Application of the Deformation Mapping Technique to Assess Deterioration in Cement-Based Materials

A revealing fact concerning the sophistication of modern concrete durability research is that, for the most part, structures still are categorized as sufficiently intact, irreparably damaged, or usually somewhere subjectively in between. Standard compression tests may indicate loss of serviceability in the advanced stages of deterioration when macroscopic damage is clearly visible and when future repair is inevitable. If there were a way, however, to quantify the progression of early microscopic damage before macroscopic damage occurs, structures conceivably could be identified for which early repair or isolation could provide costefficient alternatives to removal and replacement.
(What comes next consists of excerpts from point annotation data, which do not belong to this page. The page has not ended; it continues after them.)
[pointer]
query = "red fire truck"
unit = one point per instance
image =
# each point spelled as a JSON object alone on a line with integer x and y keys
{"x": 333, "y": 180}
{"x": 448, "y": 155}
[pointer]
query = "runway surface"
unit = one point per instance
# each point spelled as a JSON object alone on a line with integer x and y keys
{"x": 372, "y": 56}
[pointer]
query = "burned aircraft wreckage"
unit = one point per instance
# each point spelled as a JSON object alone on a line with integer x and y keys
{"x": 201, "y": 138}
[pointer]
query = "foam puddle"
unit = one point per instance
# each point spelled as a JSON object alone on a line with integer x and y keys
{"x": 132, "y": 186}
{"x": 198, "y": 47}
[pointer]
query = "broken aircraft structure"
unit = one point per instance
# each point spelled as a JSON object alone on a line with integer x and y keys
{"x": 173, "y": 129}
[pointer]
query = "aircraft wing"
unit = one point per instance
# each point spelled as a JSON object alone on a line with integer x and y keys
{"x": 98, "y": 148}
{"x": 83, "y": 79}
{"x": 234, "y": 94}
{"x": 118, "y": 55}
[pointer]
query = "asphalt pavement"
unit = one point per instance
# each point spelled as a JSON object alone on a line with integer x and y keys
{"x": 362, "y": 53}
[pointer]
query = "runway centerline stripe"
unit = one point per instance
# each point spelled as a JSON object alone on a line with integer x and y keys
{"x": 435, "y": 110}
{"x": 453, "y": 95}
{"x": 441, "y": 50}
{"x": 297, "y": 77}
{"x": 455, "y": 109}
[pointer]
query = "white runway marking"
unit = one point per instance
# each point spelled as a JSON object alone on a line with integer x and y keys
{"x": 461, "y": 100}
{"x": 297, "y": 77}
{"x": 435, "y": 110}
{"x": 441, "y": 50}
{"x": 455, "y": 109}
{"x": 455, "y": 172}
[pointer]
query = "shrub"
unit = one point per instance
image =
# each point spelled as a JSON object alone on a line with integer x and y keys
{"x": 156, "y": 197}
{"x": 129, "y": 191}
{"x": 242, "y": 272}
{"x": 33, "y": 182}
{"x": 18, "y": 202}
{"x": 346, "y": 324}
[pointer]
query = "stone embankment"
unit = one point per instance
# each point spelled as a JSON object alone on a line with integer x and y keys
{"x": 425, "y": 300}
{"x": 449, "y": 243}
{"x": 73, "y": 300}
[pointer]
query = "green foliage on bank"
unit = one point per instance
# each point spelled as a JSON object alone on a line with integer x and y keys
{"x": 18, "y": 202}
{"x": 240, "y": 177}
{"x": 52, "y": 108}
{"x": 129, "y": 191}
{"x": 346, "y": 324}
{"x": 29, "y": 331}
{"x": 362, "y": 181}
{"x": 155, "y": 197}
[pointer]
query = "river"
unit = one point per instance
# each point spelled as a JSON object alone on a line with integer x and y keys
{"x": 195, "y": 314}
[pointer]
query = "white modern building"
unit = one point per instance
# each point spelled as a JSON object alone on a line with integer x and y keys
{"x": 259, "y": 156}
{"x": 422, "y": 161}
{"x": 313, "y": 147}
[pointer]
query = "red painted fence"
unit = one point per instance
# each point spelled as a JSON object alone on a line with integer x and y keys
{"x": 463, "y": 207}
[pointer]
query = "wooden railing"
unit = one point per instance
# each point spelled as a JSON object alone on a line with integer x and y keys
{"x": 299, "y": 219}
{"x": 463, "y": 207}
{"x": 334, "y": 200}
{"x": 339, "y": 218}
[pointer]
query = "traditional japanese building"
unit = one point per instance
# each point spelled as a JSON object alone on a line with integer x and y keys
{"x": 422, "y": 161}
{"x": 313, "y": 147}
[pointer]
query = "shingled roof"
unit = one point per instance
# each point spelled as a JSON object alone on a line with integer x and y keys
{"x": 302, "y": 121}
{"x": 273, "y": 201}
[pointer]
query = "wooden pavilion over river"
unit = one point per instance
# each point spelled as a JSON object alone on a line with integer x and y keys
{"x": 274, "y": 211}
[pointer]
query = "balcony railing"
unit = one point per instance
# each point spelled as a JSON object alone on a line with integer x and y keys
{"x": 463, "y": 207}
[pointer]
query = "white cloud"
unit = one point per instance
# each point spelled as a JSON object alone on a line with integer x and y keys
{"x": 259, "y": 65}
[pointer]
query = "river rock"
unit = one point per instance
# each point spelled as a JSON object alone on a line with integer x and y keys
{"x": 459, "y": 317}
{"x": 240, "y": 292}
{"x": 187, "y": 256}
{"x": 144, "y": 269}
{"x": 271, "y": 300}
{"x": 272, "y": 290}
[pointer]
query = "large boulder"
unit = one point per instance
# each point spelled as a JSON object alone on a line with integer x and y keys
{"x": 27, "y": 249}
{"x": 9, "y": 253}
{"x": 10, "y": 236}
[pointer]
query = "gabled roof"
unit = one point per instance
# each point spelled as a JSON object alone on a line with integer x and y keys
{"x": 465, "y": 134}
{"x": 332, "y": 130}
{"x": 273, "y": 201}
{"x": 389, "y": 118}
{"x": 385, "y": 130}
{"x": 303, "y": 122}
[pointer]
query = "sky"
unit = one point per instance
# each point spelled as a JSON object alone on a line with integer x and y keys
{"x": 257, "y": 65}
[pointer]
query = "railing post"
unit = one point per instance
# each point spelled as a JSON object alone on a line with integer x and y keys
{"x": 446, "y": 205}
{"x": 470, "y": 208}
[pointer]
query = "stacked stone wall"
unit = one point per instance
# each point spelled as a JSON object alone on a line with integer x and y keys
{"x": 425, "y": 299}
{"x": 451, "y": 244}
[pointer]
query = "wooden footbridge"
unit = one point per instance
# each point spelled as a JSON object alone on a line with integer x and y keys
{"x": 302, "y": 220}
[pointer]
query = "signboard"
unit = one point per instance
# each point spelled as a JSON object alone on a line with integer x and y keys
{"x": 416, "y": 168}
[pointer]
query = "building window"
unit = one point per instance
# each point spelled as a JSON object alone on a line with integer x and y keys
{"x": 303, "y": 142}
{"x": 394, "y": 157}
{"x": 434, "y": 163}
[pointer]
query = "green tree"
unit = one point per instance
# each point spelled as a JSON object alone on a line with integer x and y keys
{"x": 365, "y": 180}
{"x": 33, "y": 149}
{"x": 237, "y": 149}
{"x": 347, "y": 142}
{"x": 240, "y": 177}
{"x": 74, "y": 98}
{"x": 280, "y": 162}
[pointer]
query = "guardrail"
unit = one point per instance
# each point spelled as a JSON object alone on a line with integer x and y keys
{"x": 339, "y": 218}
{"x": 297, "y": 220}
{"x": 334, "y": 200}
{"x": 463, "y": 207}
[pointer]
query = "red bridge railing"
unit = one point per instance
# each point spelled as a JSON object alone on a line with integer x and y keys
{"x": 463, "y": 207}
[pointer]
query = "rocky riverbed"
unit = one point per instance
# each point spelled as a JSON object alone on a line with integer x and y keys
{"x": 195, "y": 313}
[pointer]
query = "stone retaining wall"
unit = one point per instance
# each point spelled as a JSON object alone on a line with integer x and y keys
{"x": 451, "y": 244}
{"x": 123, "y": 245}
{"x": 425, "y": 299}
With this goal in mind, the image analysis–based deformation mapping technique (DMT) becomes an attractive candidate for a quantitative forensic tool. DMT is a two-dimensional image correlation technique that determines microscopic deformations by computing the relative pixel displacements between an initial and a deformed image. The unique ability of DMT to translate these displacements into principal deformations allows for more accurate quantification of heterogeneous deformation at the microscopic scale, where the central deforming axis is not necessarily coincident with the loading axis. In the current study, the time progression of microstructural changes is shown in a mature ordinary portland cement paste dried at −30 percent relative humidity. Also, DMT illustrates the ability to quantify early microstructural changes by comparing the mechanical deformation response of a sound mortar and a mortar pre-exposed for 7 days in a saturated Na₂SO₄ solution. Isolation of the deformations specific to the paste phase of the mortars was obtained from a combined gray-scale thresholding–DMT procedure, from which high deformation concentrations could be visualized at the paste-aggregate interface of the sulfate-exposed specimen.